Published: Mon, May 28, 2018
Medical | By Garry George

Scientists find opioids, antibiotics in Puget Sound mussels

Scientists find opioids, antibiotics in Puget Sound mussels

The analysis is part of the state's biennial Puget Sound Mussel Monitoring Program, in which uncontaminated mussels are transplanted into various locations to study pollution levels. They also contain minute amounts of melphalan, a chemotherapy drug and possible carcinogen.

Mussels are an excellent indicator of the environment since they concentrate contaminants into their tissues.

"If we don't get tougher on drug dealers, we are wasting our time ... and that toughness includes the death penalty", Trump said.

State scientists dispersed clean mussels around the Puget Sound and extricated them months after the fact to try things out.

Other chemicals found in Puget Sound waters ranged from pharmaceuticals to illegal substances like cocaine, but scientists have never found opioids in local shellfish until now.

The contamination is likely coming through wastewater treatment plants, she said, adding that the chemicals may be having an impact on fish and shellfish in those areas.

Recent studies show that zebrafish have the same opioid receptors as humans, meaning they can get addicted in the same way - and researchers hope that these fish can be used in studies to find treatments that can help humans eliminate addictions. According to the Puget Sound Institute, the traces of detected opioids were significantly smaller than a typical human dose of the drug and none of the tested mussels are located near commercial shellfish beds.

Mussels are channel feeders, which imply they channel water for supplements to support themselves. "When that data came back to us, we found oxycodone in three of those 18 samples". Two of the areas were close to the historic naval shipyard district, and the other one was in Elliot Bay near Harbour Island, Seattle.

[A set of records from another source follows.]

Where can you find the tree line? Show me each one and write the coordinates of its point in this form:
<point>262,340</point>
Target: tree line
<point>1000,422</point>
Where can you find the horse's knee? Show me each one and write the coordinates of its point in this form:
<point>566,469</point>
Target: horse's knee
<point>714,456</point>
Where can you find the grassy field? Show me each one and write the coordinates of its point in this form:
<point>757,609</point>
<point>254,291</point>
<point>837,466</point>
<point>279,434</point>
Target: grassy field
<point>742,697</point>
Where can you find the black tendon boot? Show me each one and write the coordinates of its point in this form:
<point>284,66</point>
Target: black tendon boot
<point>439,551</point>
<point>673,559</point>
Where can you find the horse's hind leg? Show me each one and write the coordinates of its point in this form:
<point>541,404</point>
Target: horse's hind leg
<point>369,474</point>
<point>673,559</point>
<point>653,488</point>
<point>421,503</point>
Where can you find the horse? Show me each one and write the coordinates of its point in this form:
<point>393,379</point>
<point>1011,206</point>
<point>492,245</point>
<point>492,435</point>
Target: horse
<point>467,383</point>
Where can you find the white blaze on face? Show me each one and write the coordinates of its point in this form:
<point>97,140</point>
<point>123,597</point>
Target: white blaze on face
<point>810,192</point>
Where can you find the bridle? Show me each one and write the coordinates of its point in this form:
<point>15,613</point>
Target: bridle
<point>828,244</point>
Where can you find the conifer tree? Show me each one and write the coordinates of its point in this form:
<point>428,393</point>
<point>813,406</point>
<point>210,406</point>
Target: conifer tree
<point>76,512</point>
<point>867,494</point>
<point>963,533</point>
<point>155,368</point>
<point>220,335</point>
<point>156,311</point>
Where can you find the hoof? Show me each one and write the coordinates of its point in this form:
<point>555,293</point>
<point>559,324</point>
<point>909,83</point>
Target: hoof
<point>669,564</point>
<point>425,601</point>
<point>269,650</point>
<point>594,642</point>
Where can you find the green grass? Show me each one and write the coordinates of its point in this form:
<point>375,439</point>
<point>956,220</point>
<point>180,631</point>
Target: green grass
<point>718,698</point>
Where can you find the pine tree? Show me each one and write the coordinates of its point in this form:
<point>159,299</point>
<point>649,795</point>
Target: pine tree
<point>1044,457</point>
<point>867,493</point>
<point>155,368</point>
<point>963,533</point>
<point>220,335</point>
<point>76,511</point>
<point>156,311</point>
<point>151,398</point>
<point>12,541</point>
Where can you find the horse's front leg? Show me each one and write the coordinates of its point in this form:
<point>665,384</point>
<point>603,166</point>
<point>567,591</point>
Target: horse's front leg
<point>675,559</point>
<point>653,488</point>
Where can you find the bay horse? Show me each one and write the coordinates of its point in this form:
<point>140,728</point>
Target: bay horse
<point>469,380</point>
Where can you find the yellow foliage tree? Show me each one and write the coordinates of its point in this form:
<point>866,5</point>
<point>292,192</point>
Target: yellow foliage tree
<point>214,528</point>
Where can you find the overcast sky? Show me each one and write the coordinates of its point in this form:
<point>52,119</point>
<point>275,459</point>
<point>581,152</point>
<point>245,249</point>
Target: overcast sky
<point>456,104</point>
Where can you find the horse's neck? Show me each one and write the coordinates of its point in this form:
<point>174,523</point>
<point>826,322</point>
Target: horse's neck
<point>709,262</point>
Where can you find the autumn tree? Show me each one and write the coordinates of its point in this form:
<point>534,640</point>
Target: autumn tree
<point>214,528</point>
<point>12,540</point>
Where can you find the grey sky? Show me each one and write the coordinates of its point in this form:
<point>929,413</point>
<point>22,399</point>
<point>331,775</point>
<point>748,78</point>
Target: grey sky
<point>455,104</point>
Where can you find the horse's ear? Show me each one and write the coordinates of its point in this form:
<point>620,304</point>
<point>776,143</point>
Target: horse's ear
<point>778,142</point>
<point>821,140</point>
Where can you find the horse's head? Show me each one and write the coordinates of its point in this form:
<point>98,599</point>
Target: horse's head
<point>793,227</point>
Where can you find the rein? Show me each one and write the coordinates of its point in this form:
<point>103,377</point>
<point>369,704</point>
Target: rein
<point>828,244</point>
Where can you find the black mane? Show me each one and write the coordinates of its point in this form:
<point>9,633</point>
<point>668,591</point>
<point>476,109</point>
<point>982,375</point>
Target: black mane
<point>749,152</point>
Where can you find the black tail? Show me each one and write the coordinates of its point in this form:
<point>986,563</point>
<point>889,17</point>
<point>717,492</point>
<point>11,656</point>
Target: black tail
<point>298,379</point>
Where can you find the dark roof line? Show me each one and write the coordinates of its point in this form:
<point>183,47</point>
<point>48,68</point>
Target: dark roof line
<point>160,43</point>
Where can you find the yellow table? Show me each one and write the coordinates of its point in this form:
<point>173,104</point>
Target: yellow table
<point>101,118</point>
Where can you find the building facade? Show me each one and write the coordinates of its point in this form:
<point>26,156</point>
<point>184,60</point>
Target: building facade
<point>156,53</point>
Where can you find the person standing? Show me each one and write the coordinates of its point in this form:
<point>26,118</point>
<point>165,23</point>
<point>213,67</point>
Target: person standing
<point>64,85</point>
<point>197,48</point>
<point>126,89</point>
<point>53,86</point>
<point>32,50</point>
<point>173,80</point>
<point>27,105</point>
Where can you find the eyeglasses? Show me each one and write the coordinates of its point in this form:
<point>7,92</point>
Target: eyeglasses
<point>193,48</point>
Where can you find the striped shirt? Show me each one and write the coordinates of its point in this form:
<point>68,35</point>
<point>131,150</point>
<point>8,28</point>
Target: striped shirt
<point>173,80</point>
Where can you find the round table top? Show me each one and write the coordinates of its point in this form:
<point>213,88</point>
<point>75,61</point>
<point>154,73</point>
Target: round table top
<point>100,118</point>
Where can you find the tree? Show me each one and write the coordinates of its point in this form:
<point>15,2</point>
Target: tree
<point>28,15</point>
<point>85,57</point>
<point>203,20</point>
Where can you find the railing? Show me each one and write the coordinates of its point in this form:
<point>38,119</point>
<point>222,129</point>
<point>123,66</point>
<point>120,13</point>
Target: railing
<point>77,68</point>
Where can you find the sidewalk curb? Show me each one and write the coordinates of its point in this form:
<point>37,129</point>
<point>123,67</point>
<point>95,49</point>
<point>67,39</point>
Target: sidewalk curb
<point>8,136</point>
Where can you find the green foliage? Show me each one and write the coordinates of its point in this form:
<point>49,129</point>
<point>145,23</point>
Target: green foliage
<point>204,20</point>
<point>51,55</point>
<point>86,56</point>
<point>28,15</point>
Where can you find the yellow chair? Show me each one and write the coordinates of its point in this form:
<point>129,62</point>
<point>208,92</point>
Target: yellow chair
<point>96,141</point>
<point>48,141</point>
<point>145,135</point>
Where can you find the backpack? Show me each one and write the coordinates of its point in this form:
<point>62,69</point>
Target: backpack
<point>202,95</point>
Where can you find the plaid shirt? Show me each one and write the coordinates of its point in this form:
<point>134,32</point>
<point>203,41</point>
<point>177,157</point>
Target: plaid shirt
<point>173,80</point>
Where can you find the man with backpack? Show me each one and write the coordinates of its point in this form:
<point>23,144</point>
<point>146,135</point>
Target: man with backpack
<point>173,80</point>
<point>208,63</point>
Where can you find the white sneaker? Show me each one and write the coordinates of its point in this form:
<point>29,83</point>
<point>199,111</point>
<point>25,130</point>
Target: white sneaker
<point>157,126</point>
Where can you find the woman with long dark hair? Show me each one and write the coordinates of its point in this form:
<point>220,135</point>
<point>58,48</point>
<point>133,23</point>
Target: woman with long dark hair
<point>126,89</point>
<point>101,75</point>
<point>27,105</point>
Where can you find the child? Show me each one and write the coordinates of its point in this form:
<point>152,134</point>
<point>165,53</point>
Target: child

Lanksbury says it's still safe to eat mussels in areas that aren't urbanized, like the ones served at restaurants and fish markets.

Of 18 areas researchers utilized, three indicated hints of oxycodone.

The population of the Puget Sound is slated to double over the next 10 to 20 years, Lanksbury noted, and a high proportion of that population is expected to live on the shore.

Almost two decades ago, the U.S. Geological Survey conducted a study and found "measurable amounts" of medications in a whopping 80 percent of water samples that were collected from 139 steams across 30 states. And the public is becoming aware of the problem. "The Puget Sound is a jewel in Washington, and if we all work together to keep it clean, we can make great strides".